Closed philipbelesky closed 4 years ago
Looking forward to seeing this implemented! 50ms sounds like a relatively big overhead for what we are doing. Essentially it is the same logic as in the GaussianBlurProcessor -> iterate over the entire array of pixels and define a value for each of them based on their neighbors. Blurring takes 1-2ms, we should be able to achieve a similar execution time with slope as well.
Maybe @Sergio0694 has some ideas on how to approach this.
Hey @mariuszhermansdorfer - I'd be happy to help but I'm not 100% sure about what you're trying to do here. A couple small tweaks right off the bat, from what I'm seeing:
foreach
loops with for
loops (saves creating an iterator)double
variables with float
, and use MathF
instead of Math
, if you don't need the extra 64 bit precisionOther than that, what kind of effect are you trying to apply here? If it's a 2D convolution with some kernel that is linearly separable, then yeah you can replicate my gaussian blur effect by using two 1D convolutions instead of one. This of course gets the computation cost down from O(n^2)
to O(n)
.
If instead you're doing some other additional work on the surrounding pixels, it might be trickier to optimize.
Thanks @Sergio0694! Sorry for not providing a clearer explanation of what we are trying to accomplish. The goal is to visualize slope of the terrains created in the sandbox. To achieve that, we need to calculate a value for each pixel and store it in an array. This is then passed to our meshing function as vertexColors information.

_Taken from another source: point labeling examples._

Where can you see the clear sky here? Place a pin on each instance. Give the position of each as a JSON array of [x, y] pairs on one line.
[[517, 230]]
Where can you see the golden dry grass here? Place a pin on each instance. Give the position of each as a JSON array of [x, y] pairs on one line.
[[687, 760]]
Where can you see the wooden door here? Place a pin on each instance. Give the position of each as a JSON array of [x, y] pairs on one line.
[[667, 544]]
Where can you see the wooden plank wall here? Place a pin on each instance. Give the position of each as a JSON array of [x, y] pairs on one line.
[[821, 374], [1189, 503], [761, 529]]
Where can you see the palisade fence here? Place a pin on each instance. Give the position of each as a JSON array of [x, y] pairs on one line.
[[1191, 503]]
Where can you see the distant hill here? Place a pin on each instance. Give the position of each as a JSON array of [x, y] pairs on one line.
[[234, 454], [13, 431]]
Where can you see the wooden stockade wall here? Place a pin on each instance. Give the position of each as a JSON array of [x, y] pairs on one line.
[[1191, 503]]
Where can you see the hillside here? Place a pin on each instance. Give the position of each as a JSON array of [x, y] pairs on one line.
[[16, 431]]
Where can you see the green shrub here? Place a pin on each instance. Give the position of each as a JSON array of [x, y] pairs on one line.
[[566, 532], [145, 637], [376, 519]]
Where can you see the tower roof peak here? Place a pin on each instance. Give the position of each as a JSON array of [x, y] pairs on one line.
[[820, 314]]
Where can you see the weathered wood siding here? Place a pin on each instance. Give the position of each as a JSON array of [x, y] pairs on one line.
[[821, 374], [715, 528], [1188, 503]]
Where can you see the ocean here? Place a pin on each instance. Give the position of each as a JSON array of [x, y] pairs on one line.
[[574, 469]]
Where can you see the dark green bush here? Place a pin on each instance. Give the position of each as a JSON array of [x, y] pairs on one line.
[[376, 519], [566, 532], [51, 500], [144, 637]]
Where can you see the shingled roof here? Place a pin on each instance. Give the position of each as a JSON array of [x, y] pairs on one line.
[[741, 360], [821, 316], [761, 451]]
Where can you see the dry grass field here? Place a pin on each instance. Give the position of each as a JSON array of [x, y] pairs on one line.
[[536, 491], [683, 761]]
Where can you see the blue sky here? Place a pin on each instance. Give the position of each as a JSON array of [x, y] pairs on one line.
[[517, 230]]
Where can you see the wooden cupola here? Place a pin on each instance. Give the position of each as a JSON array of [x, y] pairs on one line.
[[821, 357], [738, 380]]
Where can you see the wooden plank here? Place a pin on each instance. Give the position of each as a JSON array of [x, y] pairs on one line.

Slope is defined as rise/run
. rise
is equal to the difference in elevation and run
is the distance in the XY plane between points. Since we operate on a defined grid of pixels run
is constant (its three constants to be precise, one for the X, one for the Y, and for the XY direction). Since each pixel can have up to 8 neighbors, we calculate an average of up to 8 individual comparisons and assign this value to the analyzed pixel.
This logic has to be repeated for every single one of our 217088 pixels.
Does this sound like a good candidate for linear separation?
I'm sorry, I still don't really understand the exact operation you're describing.
1) What is the type of the source image? Is it just an array of numeric values (eg. int
), or is something like an array of RGB vectors?
2) "rise
is equal to the difference in elevation" - elevation between what?
Anyway, if the total area being processed for a single pixel is just the 3x3 square centered in that pixel, even if you could come up with a linearly separable kernel to represent that operation it likely wouldn't bring a performance increase, as the kernel is so small already. What I suggest is to: 1) Parallelize the loop on a per-row basis, just like I did in my gaussian blur 2) Unroll the loop and make all the possible values constants.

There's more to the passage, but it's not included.